For a nation which loves sports as much as our land does, there are still a select few who have yet to grasp the concept – to the victor goes the spoils.

Despite the temptation to provide participation trophies to all who wear a uniform as opposed to simply awarding those who win championships, there are still those of us who believe there are rewards for those who win. And for those who fall short, the incentive should be to try harder in the hopes of claiming those same spoils of victory the next time the scoreboard is lit.

A perfect example of this quandary is the current battle waging in Washington over whether or not President Donald Trump should move quickly to fill the vacancy on the Supreme Court created with the recent death of Justice Ruth Bader Ginsburg.

While my heart is moved for her family and friends in the loss of a loved one, I can still recall her constant stand for an assortment of left-wing causes during her tenure on the bench. Why is it we now live in a society where discussion must be all or nothing. I am still of the mind one can mark her passing without mourning the loss of her political views. I do not believe doing so makes me less of a Christian or a hard-hearted individual.

But while Democratic leadership in the nation’s capital is crying foul and claiming the president is playing politics by moving swiftly in this process, I counter by saying the commander-in-chief is simply doing his job.

President Trump was elected by Americans who wish to see the preservation of and a return to more traditional conservative values – those upon which this great land was founded. While I am unashamed to be a Christian, I am not even playing the religious card here. I believe there are still those in this land who may not profess the faith, but remain troubled by the dramatic shift away from law and order in our country. And heaven knows, Christians should be concerned.

While some might wish to differ, the president does not cease being president in an election year. The late justice Ginsburg has been quoted as saying as much in response to one of her own votes on the nation’s highest court. The president is elected to serve a full four-year term.

This president was elected, in large part, due to his promise to appoint conservative judges to the court. In short, he is living up to a campaign promise. This is what his loyal supporters are expecting in this moment.

And while we have all heard from the liberal left saying Republicans felt differently when President Obama was faced with a similar circumstance four years ago, these situations are not the same. Even when Obama was in office, the Republicans still controlled the U.S. Senate. And this is the body charged by the Constitution to confirm presidential nomination’s to the court.

Remember, there is a price for victory and defeat. If the Democrats want to have more say in this process, the party should focus attention on winning control of the senate and the oval office in the same term. This is how our nation’s founders created this game plan. These are the rules as they were written in the Constitution in 1787. Is it not ironic the nation commemorated Constitution Day only a day prior to Ginsburg’s passing?
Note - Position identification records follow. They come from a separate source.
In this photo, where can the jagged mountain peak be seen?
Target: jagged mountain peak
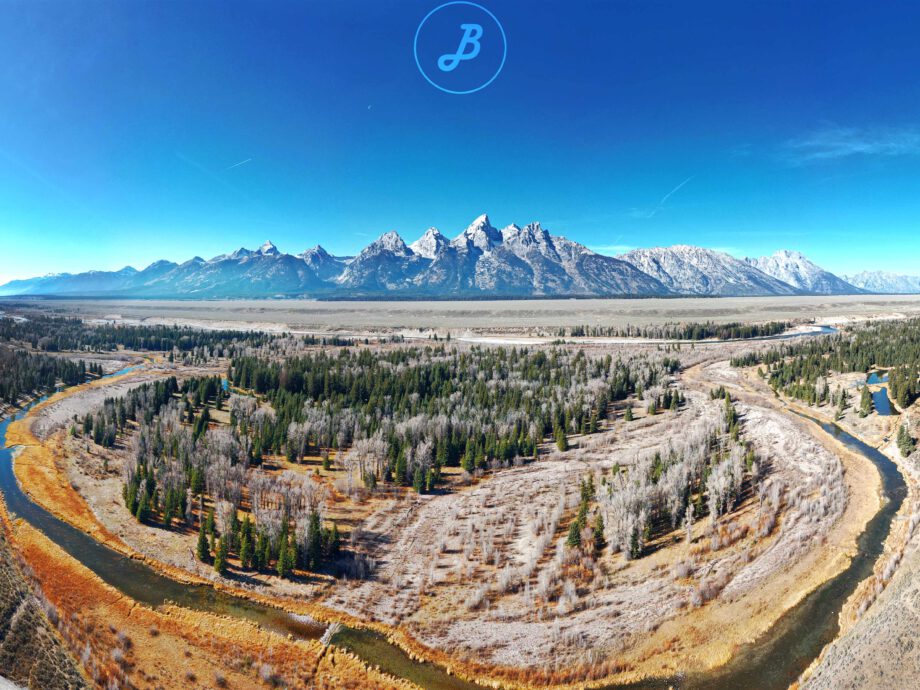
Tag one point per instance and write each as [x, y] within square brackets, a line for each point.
[268, 249]
[480, 261]
[318, 251]
[479, 234]
[389, 241]
[430, 244]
Too often in today’s society, the liberals want to change the rules when they no longer suit their views. They want the remainder of the citizenry to move further left or simply toss the rules, on in this case, the Constitution, into the mounting debris of history we seem to be creating today.

But this is not what the forefathers envisioned. Those who created this nation needed more than a decade to draft the Constitution following the approval of the Declaration of Independence. There were squabbles over how the branches of government would function and how each would serve as a check and balance over the other. Our system was not designed for easy alteration … and current society is a perfect example as to why.

There is a method for changing current laws. It is called the legislative process. Members of the U.S. House of Representatives and Senate have it within their powers to enact changes when we see a consistent miscarriage of justice. We have a tried and true method to improve our land – and the calculated process does not need the heavy-handed fist of a dictator, either. We never want to see our system fall under such tyranny.

Those we have elected already have the authority to improve upon an already excellent system. Introduce legislation and rally the support of the majority of congressional members. And in those extremely rare cases when this change elevates to the point of adding an amendment to the Constitution, gain the support needed to have the amendment ratified three-fourths of the state legislatures.

Implementing change to the foundational principles of our government was designed to be difficult. Denying the president those authorities given to him simply because it is an election year is not to be a part of the process.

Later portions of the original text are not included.